Hingis may have generated some of the week’s most significant headlines, but plenty of others in Washington and Carlsbad deserve recognition as well.
Juan Martin Del Potro: Now a three-time champion in Washington, Del Potro lost no time in showing why he ranks among the leading contenders for the US Open. No issues from a Wimbledon injury lingered this week as he swept to the final without losing a set. Chronic deluges caused delays that tested his stamina, requiring Del Potro to win two matches in one day and to play the final less than 15 hours after his semifinal ended past midnight. The 2009 US Open champion answered the bell in every way imaginable. Keeping his concentration through a long interruption against Tommy Haas, Del Potro not just broke but shattered John Isner’s seismic serve in the final. He awakened from a somnambulant first set on Sunday to yield just three games in the last two sets. Highlights included two Isner smashes returned for reflex winners.

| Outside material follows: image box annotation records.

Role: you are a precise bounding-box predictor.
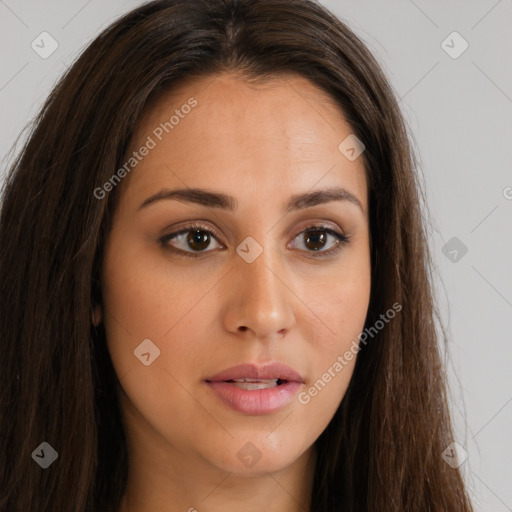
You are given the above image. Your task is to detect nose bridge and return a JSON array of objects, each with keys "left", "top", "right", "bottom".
[{"left": 231, "top": 233, "right": 293, "bottom": 336}]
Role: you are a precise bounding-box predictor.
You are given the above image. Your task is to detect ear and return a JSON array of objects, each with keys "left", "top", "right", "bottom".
[{"left": 91, "top": 304, "right": 103, "bottom": 327}]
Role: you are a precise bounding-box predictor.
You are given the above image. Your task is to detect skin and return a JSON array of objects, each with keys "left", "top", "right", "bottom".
[{"left": 94, "top": 74, "right": 371, "bottom": 512}]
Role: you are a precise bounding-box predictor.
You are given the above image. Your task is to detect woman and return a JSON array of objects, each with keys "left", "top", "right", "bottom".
[{"left": 0, "top": 0, "right": 472, "bottom": 512}]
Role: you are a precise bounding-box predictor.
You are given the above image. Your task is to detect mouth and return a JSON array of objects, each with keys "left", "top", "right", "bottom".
[
  {"left": 205, "top": 363, "right": 304, "bottom": 415},
  {"left": 223, "top": 379, "right": 288, "bottom": 391}
]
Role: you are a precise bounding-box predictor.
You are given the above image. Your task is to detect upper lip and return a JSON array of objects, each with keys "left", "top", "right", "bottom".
[{"left": 205, "top": 363, "right": 304, "bottom": 383}]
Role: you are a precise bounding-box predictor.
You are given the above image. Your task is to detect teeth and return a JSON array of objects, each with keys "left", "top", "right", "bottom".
[{"left": 231, "top": 379, "right": 279, "bottom": 391}]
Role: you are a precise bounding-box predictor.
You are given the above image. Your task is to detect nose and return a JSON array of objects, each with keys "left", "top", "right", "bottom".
[{"left": 224, "top": 242, "right": 297, "bottom": 341}]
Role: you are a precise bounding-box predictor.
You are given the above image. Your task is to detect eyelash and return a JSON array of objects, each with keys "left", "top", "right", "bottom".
[{"left": 160, "top": 223, "right": 351, "bottom": 259}]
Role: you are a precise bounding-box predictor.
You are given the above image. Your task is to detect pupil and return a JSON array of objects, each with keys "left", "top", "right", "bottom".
[
  {"left": 187, "top": 229, "right": 210, "bottom": 251},
  {"left": 306, "top": 231, "right": 325, "bottom": 251}
]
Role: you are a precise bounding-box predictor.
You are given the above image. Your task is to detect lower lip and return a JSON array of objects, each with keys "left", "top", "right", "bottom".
[{"left": 206, "top": 381, "right": 302, "bottom": 415}]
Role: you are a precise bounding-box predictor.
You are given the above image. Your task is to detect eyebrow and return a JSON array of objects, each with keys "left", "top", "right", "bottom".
[{"left": 138, "top": 187, "right": 364, "bottom": 213}]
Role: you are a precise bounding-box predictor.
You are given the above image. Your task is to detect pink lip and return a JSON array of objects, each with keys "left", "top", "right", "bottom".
[{"left": 205, "top": 363, "right": 304, "bottom": 415}]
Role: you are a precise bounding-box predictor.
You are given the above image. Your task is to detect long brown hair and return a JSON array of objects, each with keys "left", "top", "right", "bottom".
[{"left": 0, "top": 0, "right": 472, "bottom": 512}]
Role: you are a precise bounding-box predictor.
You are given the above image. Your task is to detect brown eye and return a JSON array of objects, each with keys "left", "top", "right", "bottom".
[
  {"left": 295, "top": 226, "right": 349, "bottom": 258},
  {"left": 160, "top": 224, "right": 223, "bottom": 258},
  {"left": 304, "top": 231, "right": 327, "bottom": 251},
  {"left": 186, "top": 229, "right": 210, "bottom": 251}
]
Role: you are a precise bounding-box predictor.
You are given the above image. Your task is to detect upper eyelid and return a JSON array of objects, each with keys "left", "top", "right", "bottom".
[{"left": 161, "top": 221, "right": 349, "bottom": 252}]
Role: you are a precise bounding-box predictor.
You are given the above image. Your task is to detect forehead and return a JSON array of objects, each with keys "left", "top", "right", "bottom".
[{"left": 120, "top": 74, "right": 367, "bottom": 211}]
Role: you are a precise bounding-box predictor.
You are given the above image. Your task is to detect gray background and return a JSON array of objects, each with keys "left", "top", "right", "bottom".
[{"left": 0, "top": 0, "right": 512, "bottom": 512}]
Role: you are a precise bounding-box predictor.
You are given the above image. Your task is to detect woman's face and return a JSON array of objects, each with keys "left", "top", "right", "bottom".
[{"left": 96, "top": 74, "right": 370, "bottom": 475}]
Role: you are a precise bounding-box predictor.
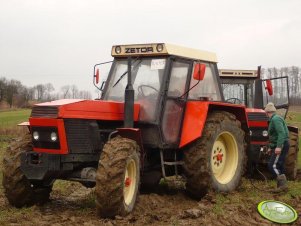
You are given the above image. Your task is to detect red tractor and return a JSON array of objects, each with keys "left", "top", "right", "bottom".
[
  {"left": 219, "top": 67, "right": 299, "bottom": 180},
  {"left": 3, "top": 43, "right": 296, "bottom": 217}
]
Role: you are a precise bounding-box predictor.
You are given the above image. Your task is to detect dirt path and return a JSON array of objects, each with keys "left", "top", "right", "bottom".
[{"left": 0, "top": 177, "right": 301, "bottom": 226}]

Women’s champions: The 2011 US Open champion had not even planned to play Carlsbad, but a first-round loss in Stanford spurred Samantha Stosur to revise her schedule. That setback now looks like a blessing in disguise, for Stosur won her fourth career title at a tournament where she took a wildcard. And the Aussie did it the hard way, as she did in New York two years ago. On Friday came a three-set triumph over world No. 4 Agnieszka Radwanska. On Sunday came her first career victory over Victoria Azarenka, the only remaining player in the top 10 whom she never had defeated. Stosur looked far from bulletproof for much of the tournament, including in those two matches, yet she kept her composure on crucial games and points as her more notable opponents wavered. Perhaps she can atone for a disappointing first half with an impressive second half.
Some players develop an affinity for certain tournaments that defies easy explanation. Among the examples are Anastasia Pavlyuchenkova’s three titles in four years at Monterrey, Mexico. Another example comes from the small WTA event in Washington, where Magdalena Rybarikova won her second straight title this week. Before stopping Andrea Petkovic, she mounted a three-set comeback over world No. 9 Angelique Kerber and demolished the dangerous Ekaterina Makarova. Rybarikova’s triumph testified to the role of positive memories in boosting morale.
John Isner: Once again, his progress was laborious but relentless. Isner had needed three sets to win all but one of his matches en route to the Atlanta title, and he twice dropped the first set en route to the Washington final. Having struggled past two lower-ranked opponents, Marcos Baghdatis and Dmitry Tursunov, Isner caught fire immediately against Del Potro. He never had won a set from the 2009 US Open champion before, nor had he broken his serve. Isner did both of those things on Sunday and looked set to clinch his first victory of the season over a top-10 opponent. Then, the sleeping Tower of Tandil stirred, and the home hope had no answer.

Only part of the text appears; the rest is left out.